Após a expulsão dos jesuítas pelo Marquês de Pombal, o engenho foi desmembrado em chácaras e propriedades rurais e, posteriormente, foram abertos arruamentos. Grandes proprietários como Paim Pamplona e Adriano Müller loteavam o Jacaré fazendo surgir as ruas principais - Dois de Maio e Lino Teixeira.

A partir da década de 1920 o bairro passa a ser efetivamente urbanizado e ocupado. Nessa época, iniciou-se a Favela do Jacarezinho, que se expandiu no decorrer dos anos entre o rio Jacaré e a antiga Fábrica Cruzeiro (depois General Electric - GE). Em 1992, a área do Jacarezinho foi desmembrada do bairro do Jacaré, transformando-se na XXVIII Região Administrativa Jacarezinho.

No local atualmente ocupado pela Congregação Salesiana (rua Luis Zanchetta), antigo Solar do Conselheiro Magalhães Castro, existiu um Fortim com guaritas e canhões, mandado construir pelo Conde de Rezende entre os anos de 1793 e 1795 no morro das Palmeiras, atual Jacaré, devido a sua posição estratégica, dominando todo o Arraial da Venda Grande, a Estrada Real de Santa Cruz (Suburbana), a praia Pequena e Benfica.

Na década de 1960, o governador Carlos Lacerda promoveu a ida de várias indústrias para o bairro de Jacaré, criando o chamado “Complexo Industrial do Jacaré”, entre o rio Jacaré, as ruas Viúva Cláudio e Bráulio Cordeiro.

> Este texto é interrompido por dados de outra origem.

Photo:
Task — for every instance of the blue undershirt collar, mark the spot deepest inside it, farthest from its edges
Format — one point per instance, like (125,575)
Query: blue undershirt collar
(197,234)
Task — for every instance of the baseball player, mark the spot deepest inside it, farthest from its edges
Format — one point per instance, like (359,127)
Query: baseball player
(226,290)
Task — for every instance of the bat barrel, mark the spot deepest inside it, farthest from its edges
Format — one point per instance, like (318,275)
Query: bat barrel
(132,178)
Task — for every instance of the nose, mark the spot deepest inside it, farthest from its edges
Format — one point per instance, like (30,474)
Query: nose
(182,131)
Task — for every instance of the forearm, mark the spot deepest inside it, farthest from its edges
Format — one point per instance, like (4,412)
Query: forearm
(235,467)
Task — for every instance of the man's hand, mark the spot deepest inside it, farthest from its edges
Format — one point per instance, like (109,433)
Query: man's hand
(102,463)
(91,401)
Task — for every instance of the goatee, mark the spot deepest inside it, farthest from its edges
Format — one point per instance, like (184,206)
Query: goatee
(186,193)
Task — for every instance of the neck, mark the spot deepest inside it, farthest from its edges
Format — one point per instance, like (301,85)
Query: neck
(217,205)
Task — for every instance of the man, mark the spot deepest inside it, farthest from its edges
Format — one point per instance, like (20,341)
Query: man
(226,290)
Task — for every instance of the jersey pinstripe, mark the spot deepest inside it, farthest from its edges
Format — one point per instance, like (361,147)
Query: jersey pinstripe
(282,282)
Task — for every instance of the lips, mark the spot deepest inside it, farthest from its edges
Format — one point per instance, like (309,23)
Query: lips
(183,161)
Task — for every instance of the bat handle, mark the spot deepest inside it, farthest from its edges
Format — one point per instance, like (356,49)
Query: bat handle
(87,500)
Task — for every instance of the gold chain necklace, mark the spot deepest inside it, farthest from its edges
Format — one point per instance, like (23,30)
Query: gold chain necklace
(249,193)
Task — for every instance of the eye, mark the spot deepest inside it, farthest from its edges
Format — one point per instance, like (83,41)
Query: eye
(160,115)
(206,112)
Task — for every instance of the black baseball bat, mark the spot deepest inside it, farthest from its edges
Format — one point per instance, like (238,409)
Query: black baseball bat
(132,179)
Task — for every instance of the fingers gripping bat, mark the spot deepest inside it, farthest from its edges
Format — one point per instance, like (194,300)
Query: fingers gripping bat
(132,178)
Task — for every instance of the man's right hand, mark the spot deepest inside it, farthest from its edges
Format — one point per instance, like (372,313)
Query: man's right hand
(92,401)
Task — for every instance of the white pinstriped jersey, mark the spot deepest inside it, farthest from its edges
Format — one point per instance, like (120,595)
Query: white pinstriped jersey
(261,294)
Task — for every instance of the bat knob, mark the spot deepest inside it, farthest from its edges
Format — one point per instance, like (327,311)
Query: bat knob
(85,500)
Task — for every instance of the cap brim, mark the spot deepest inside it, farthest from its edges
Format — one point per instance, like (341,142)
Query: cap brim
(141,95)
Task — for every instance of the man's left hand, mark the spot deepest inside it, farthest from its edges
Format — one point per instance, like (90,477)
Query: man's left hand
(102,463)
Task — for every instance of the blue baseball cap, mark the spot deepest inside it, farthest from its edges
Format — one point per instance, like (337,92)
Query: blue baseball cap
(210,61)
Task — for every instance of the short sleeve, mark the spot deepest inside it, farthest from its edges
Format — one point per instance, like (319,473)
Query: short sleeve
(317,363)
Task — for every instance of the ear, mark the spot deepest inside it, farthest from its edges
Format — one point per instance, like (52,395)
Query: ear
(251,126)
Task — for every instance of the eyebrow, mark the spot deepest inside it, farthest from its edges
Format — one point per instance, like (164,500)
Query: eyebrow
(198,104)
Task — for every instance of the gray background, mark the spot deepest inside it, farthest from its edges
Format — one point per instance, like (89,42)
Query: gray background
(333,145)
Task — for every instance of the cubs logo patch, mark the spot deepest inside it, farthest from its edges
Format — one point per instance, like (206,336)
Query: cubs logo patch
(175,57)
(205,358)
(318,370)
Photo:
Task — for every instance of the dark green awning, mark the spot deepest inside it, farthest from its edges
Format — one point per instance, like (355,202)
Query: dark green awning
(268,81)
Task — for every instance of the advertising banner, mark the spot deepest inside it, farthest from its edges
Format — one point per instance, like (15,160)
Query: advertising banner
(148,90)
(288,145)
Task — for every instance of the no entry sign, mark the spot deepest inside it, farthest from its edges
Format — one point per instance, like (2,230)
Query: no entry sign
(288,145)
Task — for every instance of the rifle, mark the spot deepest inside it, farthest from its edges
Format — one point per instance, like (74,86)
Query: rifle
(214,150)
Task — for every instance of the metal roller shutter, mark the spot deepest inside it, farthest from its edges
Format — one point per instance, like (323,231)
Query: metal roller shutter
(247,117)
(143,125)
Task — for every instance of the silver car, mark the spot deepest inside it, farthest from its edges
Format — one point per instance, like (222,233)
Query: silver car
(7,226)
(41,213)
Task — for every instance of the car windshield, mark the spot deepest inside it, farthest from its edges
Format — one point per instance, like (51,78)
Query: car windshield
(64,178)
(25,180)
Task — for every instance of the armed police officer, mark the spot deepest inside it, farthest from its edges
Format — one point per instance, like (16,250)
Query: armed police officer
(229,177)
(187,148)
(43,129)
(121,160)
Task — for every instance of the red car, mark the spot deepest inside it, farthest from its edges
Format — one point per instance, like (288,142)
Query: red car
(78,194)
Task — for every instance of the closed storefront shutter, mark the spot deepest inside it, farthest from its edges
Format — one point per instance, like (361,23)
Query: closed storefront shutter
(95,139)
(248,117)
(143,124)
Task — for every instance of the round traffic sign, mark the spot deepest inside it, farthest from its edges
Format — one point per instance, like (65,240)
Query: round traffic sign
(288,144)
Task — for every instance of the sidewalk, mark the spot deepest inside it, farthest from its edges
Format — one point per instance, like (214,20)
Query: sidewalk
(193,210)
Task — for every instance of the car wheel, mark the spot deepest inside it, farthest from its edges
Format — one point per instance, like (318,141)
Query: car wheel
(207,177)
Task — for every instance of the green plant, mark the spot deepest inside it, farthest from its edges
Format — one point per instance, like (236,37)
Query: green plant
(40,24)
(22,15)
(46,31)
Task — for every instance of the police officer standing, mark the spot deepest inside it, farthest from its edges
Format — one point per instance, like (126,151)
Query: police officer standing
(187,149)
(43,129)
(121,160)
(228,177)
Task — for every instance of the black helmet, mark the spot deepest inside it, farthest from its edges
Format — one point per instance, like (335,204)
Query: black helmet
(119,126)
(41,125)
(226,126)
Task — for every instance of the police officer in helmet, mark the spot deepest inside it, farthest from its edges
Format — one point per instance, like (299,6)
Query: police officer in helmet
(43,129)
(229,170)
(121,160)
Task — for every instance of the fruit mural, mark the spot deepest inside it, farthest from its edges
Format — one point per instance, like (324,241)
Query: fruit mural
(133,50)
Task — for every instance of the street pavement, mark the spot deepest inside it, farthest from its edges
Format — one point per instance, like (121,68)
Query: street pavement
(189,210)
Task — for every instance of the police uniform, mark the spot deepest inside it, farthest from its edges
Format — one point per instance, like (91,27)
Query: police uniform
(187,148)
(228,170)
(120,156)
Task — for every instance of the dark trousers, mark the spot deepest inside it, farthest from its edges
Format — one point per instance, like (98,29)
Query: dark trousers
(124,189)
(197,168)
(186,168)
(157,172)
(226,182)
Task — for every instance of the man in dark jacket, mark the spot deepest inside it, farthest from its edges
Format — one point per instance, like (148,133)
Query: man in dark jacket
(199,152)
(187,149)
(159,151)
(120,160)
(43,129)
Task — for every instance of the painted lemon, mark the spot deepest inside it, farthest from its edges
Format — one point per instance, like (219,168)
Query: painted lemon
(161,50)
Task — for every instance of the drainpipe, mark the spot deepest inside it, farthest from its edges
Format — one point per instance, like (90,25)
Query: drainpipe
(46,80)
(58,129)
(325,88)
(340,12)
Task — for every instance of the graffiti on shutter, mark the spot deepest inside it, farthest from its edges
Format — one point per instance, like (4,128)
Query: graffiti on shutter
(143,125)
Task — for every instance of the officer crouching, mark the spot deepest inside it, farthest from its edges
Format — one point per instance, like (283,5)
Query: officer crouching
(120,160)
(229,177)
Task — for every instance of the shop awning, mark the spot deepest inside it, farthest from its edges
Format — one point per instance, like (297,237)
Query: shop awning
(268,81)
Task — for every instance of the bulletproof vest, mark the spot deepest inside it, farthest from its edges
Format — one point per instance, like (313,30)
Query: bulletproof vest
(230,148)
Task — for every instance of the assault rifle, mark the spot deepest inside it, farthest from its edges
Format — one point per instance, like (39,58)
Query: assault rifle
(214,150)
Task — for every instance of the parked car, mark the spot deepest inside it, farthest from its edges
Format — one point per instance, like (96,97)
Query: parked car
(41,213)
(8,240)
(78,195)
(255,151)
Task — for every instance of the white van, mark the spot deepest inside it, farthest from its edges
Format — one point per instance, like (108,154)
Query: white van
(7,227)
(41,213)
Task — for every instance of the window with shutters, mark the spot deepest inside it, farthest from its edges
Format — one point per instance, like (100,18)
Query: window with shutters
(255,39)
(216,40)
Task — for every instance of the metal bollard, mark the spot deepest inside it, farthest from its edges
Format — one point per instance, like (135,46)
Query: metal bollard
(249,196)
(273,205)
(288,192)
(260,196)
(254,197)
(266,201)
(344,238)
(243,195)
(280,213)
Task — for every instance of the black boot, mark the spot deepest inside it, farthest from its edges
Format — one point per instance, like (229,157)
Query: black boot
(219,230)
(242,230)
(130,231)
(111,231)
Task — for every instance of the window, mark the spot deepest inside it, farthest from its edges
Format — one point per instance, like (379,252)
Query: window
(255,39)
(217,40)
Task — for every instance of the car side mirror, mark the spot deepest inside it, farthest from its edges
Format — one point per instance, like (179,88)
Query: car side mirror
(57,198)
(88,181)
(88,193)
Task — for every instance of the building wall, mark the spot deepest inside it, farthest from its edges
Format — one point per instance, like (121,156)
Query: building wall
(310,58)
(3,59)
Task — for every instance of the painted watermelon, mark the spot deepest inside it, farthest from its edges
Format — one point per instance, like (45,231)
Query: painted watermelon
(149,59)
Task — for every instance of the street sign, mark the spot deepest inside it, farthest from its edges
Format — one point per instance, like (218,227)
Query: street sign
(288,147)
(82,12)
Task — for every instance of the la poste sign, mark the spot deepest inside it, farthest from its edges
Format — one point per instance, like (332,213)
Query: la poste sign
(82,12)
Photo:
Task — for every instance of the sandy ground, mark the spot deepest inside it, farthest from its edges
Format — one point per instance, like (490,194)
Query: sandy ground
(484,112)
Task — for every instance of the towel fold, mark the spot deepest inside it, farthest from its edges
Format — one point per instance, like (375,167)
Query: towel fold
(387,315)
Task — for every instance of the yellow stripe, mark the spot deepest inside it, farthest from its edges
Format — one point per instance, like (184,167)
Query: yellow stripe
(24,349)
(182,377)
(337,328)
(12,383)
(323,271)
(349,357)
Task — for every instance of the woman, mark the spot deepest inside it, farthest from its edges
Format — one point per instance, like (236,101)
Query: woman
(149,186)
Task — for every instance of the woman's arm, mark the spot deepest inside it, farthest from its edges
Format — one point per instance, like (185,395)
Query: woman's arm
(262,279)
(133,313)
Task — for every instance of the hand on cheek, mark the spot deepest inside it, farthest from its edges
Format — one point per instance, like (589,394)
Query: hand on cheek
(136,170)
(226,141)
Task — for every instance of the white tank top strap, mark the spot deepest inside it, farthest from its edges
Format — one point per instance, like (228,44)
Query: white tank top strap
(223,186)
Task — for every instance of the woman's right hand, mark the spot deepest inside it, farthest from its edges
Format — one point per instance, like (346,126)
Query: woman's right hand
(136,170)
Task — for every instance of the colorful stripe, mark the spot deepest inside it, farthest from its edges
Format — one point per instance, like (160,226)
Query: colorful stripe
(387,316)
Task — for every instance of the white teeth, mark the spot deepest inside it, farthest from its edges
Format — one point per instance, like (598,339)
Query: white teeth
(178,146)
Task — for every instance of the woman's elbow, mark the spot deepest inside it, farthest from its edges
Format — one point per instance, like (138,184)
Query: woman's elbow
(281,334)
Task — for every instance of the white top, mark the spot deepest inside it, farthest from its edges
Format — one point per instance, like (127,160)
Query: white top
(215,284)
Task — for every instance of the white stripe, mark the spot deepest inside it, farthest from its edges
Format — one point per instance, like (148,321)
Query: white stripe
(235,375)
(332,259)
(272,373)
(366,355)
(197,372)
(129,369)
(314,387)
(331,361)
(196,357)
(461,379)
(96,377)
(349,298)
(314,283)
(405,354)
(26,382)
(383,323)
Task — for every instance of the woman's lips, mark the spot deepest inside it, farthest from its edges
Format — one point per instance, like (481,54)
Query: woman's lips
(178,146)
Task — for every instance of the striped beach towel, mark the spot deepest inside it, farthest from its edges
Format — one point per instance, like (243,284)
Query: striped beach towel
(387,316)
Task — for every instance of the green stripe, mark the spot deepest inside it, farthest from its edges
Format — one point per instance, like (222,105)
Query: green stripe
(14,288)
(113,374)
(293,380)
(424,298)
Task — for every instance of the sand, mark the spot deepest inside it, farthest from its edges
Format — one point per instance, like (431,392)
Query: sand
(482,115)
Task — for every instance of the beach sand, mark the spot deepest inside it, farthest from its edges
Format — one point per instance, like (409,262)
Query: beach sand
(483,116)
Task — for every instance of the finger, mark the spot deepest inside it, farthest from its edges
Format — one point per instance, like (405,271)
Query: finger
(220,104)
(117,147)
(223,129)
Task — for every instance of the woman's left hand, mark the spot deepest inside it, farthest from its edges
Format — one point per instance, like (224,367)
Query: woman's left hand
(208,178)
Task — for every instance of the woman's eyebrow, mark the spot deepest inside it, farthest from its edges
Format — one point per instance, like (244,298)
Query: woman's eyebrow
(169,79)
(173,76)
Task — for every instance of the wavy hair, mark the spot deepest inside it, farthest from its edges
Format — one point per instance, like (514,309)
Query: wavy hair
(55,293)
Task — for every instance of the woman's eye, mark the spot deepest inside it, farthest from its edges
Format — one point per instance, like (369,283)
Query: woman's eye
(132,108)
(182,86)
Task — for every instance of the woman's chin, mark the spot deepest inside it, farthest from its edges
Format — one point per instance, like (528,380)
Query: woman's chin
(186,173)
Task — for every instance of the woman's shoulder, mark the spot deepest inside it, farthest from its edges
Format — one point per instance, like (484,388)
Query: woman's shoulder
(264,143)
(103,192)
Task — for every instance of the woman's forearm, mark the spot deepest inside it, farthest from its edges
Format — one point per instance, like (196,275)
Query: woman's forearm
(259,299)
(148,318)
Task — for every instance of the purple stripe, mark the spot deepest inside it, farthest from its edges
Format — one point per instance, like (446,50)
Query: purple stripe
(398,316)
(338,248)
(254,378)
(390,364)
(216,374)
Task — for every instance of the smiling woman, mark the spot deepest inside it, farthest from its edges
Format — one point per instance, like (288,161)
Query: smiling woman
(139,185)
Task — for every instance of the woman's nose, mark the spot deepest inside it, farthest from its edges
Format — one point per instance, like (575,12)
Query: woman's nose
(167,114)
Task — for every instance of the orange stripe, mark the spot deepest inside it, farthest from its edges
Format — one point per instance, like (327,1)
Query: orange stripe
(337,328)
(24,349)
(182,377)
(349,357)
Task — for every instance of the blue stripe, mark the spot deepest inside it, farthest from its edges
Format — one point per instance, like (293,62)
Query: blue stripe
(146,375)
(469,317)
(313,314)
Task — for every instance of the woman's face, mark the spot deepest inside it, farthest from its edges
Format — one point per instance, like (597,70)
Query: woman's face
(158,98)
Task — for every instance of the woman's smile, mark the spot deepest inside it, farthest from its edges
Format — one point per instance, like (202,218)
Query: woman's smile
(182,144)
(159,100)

Também abriu uma passagem por baixo da Linha Auxiliar, ligando o bairro a avenida Dom Helder Câmara (antiga Suburbana), ganhando dos moradores o nome de “Buraco do Lacerda”.

O Complexo Industrial do Jacaré ocupava cerca de 15 ruas do bairro com indústrias de calçados, bolsas, farmacêuticas, de vidros, roupas, metalúrgicas, de café, entre outras. Com a crise econômica das últimas décadas do século XX, a maioria de suas indústrias faliram ou tiveram as suas unidades reduzidas. Atualmente se verifica na região um grande número de galpões e prédios fechados, cercados por comunidades de baixa renda.

O principal acesso é a chamada “Linha Verde”, integrada ao túnel Noel Rosa e parcialmente construída na década de 1970, via projetada nos anos de 1960, ligando o Jacaré a Vila Isabel e a Maria da Graça.